Adapted from The Lee Bros. Southern Cookbook
1 1/2 cups (about 6 ounces) grated extra-sharp Cheddar cheese
4 tablespoons (1/2 stick or 2 ounces) unsalted butter, softened and cut into 4 pieces
3/4 cup flour, plus more for dusting
1/2 teaspoon kosher salt
1/2 teaspoon crushed red pepper flakes
1 tablespoon half-and-half (cream or milk would work just as well)
1. Preheat oven to 350°F.
2. In a food processor (a blender works fine), combine the cheese, butter, flour, salt and red pepper in five 5-second pulses until the mixture resembles coarse crumbs. Add the half-and-half and process until the dough forms a ball, about 10 seconds.

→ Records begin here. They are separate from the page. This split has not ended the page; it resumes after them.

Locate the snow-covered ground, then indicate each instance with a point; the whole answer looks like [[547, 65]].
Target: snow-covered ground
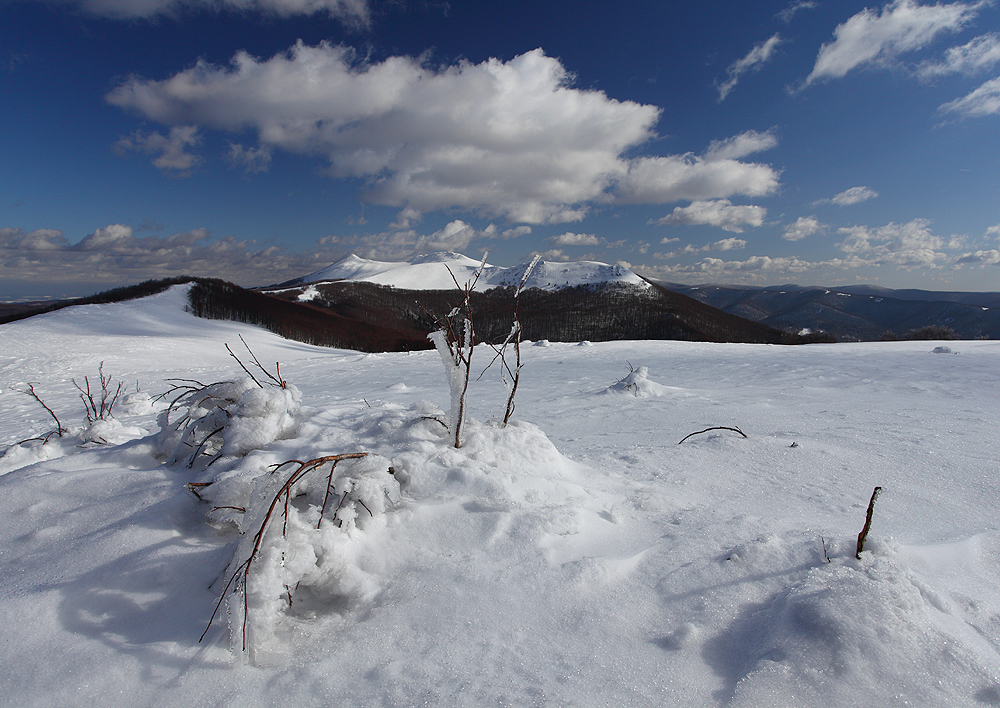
[[431, 272], [578, 557]]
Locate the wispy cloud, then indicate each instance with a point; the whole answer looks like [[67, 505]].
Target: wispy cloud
[[116, 254], [504, 139], [909, 245], [250, 159], [854, 195], [720, 213], [753, 61], [510, 139], [801, 228], [874, 37], [171, 151], [979, 54], [571, 239], [792, 10], [984, 101], [689, 177]]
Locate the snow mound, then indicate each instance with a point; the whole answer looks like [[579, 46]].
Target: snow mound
[[638, 384], [843, 624], [224, 419]]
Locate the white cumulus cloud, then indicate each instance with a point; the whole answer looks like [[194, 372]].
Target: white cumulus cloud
[[251, 159], [854, 195], [878, 37], [909, 245], [171, 151], [720, 213], [717, 174], [801, 228], [511, 139], [789, 12]]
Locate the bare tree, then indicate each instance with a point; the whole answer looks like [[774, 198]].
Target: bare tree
[[455, 340], [513, 338]]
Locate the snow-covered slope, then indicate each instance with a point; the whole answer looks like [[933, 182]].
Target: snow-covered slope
[[431, 272], [580, 557]]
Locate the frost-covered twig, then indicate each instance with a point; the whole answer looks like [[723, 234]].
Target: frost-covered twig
[[715, 427], [275, 378], [99, 409], [455, 341], [513, 337], [243, 570]]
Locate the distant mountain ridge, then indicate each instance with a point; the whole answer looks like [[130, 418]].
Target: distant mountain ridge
[[433, 271], [855, 312]]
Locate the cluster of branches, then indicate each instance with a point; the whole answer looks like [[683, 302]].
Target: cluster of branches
[[238, 580], [455, 340], [98, 404], [99, 408], [206, 406]]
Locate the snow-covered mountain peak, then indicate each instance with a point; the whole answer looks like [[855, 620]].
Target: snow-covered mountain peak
[[431, 272]]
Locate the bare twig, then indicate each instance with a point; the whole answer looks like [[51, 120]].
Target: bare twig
[[59, 429], [868, 523], [455, 341], [243, 366], [276, 379], [715, 427], [100, 409], [285, 490]]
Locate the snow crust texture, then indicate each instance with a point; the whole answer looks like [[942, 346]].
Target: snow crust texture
[[580, 559]]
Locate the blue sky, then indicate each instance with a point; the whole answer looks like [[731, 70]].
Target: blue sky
[[815, 142]]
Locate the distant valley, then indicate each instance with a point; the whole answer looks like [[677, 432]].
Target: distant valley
[[857, 312]]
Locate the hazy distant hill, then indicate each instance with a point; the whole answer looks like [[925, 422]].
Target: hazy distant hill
[[859, 312], [610, 311]]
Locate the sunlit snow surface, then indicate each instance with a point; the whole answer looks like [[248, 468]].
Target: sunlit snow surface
[[441, 270], [579, 557]]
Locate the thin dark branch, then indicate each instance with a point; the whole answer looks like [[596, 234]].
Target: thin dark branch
[[715, 427], [868, 523], [243, 366], [31, 392]]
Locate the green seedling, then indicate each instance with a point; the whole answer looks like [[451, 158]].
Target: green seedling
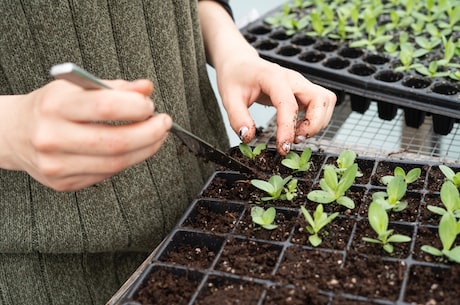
[[345, 160], [264, 218], [409, 177], [298, 163], [333, 189], [316, 222], [290, 191], [450, 175], [378, 219], [450, 198], [391, 199], [275, 187], [448, 230], [250, 153]]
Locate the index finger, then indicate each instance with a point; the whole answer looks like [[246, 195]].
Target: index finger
[[285, 102]]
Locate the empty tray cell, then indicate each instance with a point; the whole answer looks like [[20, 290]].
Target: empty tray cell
[[226, 290], [191, 249], [159, 285], [214, 216], [249, 257]]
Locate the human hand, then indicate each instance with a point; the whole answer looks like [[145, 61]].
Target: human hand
[[245, 80], [51, 132]]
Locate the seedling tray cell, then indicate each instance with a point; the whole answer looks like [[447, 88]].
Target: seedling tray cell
[[363, 74], [216, 254]]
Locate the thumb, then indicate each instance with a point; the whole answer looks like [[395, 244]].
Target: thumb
[[239, 117]]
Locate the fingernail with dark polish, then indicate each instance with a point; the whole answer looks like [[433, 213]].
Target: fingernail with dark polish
[[242, 132], [300, 139], [286, 147]]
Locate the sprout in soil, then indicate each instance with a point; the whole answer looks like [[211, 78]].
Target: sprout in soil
[[275, 187], [264, 218], [345, 160], [316, 223], [448, 230], [450, 175], [298, 163], [333, 189], [250, 153], [450, 198], [409, 177], [391, 199], [378, 219]]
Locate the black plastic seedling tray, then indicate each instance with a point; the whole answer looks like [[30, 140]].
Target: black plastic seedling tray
[[216, 255], [361, 74]]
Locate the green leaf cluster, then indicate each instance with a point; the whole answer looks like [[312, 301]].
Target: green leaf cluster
[[432, 24], [409, 177], [250, 153], [391, 199], [333, 189], [448, 230], [277, 188], [317, 222], [450, 175], [345, 160], [378, 219], [450, 198], [264, 218]]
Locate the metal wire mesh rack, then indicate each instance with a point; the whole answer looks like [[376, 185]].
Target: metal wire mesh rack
[[369, 135]]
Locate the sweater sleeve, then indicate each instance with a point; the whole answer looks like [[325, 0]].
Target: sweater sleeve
[[226, 5]]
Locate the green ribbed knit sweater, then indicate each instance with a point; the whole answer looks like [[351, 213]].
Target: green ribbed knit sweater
[[80, 247]]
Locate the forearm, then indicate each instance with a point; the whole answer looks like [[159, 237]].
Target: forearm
[[9, 105], [221, 36]]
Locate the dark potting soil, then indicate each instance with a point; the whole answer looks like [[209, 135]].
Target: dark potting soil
[[246, 264]]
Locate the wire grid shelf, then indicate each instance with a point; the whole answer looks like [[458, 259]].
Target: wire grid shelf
[[368, 135]]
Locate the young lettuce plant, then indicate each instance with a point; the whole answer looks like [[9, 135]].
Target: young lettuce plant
[[391, 199], [333, 189], [250, 153], [275, 187], [316, 222], [298, 163], [409, 177], [264, 218], [450, 175], [450, 198], [345, 160], [378, 219], [448, 230]]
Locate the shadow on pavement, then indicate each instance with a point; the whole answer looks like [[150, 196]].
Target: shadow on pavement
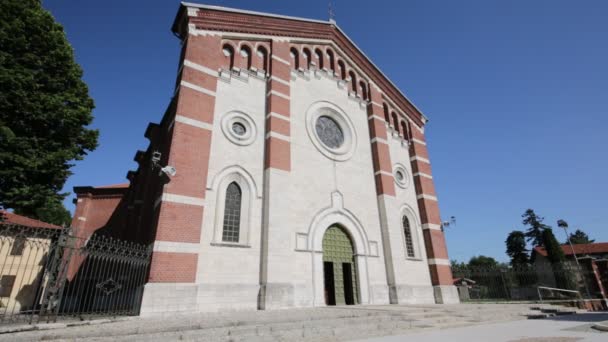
[[582, 317]]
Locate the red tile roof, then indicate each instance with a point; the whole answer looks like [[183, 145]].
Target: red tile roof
[[113, 186], [580, 249], [24, 221]]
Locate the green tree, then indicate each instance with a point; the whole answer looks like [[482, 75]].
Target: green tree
[[45, 109], [516, 248], [483, 261], [555, 253], [580, 237], [53, 211], [535, 227], [564, 278]]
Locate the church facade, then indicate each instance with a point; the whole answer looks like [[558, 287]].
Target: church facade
[[287, 171]]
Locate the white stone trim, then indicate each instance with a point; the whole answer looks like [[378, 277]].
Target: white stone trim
[[422, 174], [429, 197], [201, 68], [278, 116], [379, 140], [176, 247], [405, 182], [444, 262], [324, 108], [279, 94], [376, 117], [193, 122], [197, 88], [246, 121], [417, 141], [381, 172], [278, 136], [280, 80], [424, 160], [167, 197], [431, 226], [280, 59]]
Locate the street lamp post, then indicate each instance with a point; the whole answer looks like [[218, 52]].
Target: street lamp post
[[563, 224]]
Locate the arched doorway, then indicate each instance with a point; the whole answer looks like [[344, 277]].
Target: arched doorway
[[339, 268]]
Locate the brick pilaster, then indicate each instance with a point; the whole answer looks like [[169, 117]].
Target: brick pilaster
[[434, 239], [181, 205], [278, 153], [277, 162]]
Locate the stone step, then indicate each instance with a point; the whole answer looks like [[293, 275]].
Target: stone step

3. On a lightly floured surface, using a lightly floured rolling pin, roll the dough into an 8- by 10-inch rectangle that is 1/8-inch thick. With a sharp knife or pizza cutter, cut the dough into thin 8-inch strips, each 1/4- to 1/3-inch wide (dipping the knife in flour after every few inches ensures a clean cut). Gently transfer the strips to an ungreased cookie sheet (though it can't hurt to line with parchment), leaving at least 1/4-inch between them. Many of ours broke while trying to transfer, but it's not a problem — the straws can be any length, from 2 to 10 inches.
4. Bake the straws on the middle rack for 12 to 15 minutes, or until the ends are barely browned. Remove from the oven and set the cookie sheet on a rack to cool. Serve at room temperature.